Who is this walking eternity’s highway
Towards the moment of fusion? She who winds her watch
With childhood’s logic of subtractions and reductions?
She for whom the dawn is not heralded
With rooster’s crow, but by breakfast’s aroma?
She who wears love’s crown
And is withering in the folds of her wedding dress? 
                  (Forough Farrokhzad, ‘Let Us Believe in the Beginning of a Cold Season’).

* 'a chameleon soul.  No moral compass pointing due north, no fixed personality.'  Lana Del Rey.  ‘Ride’.  Born to Die: The Paradise Edition, (2012).

* 'The vacant interstellar spaces, the vacant into the vacant,' Eliot, 'East Coker'.

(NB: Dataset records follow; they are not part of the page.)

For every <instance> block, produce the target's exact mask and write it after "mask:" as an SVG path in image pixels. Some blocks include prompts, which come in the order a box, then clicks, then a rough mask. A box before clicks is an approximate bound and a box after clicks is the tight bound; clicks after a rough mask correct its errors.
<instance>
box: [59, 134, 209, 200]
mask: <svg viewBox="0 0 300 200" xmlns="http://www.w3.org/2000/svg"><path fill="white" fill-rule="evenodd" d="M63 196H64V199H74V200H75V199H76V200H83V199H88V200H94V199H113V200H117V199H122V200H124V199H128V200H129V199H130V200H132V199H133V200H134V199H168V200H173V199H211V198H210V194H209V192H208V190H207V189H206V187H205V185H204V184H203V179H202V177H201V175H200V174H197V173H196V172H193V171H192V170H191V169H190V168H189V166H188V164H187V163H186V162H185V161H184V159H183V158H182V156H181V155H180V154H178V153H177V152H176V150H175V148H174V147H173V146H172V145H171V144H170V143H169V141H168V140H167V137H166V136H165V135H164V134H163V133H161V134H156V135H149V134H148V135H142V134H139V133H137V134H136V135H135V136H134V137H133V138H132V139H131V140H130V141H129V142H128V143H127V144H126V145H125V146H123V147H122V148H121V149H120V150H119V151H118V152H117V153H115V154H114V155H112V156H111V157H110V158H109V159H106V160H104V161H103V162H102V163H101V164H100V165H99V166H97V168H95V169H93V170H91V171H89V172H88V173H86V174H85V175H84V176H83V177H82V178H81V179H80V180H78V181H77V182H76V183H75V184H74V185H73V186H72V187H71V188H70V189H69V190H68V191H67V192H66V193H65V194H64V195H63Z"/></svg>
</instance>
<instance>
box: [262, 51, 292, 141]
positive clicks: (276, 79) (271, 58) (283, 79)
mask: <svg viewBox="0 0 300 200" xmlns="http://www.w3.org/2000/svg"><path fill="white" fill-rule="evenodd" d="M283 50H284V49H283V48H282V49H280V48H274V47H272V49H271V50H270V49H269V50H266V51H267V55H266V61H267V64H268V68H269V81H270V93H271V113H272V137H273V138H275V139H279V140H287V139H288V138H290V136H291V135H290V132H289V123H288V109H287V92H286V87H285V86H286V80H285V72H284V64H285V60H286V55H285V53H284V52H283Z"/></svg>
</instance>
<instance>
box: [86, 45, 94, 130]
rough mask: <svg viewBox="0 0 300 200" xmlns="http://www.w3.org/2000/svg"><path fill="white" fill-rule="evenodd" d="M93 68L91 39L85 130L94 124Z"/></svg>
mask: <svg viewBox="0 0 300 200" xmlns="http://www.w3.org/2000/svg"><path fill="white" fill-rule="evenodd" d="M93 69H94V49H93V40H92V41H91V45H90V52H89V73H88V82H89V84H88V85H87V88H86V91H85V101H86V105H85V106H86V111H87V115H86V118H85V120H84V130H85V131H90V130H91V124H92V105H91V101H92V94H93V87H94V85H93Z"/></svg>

* 'She was born to be somebody else’s girlfriend'.  With Damage in mind by Josephine Hart, (1991, 2011) and its 1992 film adaptation:
Eros is a god.  We have seen him tear down empires.  We have seen him tear down families.  The idea that erotic life is funny is, I think one of the great tragedies of our time.  It has not been regarded as a joke before to quite the same degree and it is an area of life in which we must tread carefully because we imagine we're in control of it, we imagine we can solve this, we imagine we can dominate this but very rarely do we ... 
     (Josephine Hart.  Interview, 1998).
Usually it dominates us.  Nobody can possess another person except in death; we do this by rewriting their stories.   In the symbolism of Tantric Yoga, Kali stands with her feet on the chest of the phallic god Siva, in an emblem of reversed sexual intercourse, which nevertheless produces an erection in Siva (as portrayed in numerous Indian temple carvings and medallions).  The serpent Vasuki is found in Hindu and Buddhist mythology, its sister Manasa is to be found in Chinese and Japanese mythology. The god Shiva in Hinduism is believed to be garlanded with 5 serpents that represent wisdom and eternity. Greta Garbo performs an exquisite Divine dance around the idol of Shiva in the 1931 film Mata Hari. Hughes' discussion of serpent imagery can be found in 'The Snake in the Oak'.[2] 

* 'When their eyes were dazzled'. فَإِذَا بَرِق الْبَصَرُ  ['When the eye is dazzled'] (The Holy Quran. Al Qiyamah [The Resurrection]: 8).


© Rehan Qayoom, 2017.

[1] F. Scott Fitzgerald to Max Perkins.  The Correspondence of F. Scott Fitzgerald.  Edited Matthew J. Bruccoli & Margaret Duggan, (Random House, 1980).  113.
[2] Ted Hughes.  Winter Pollen.  (Faber & Faber, 1994).  458 - 464.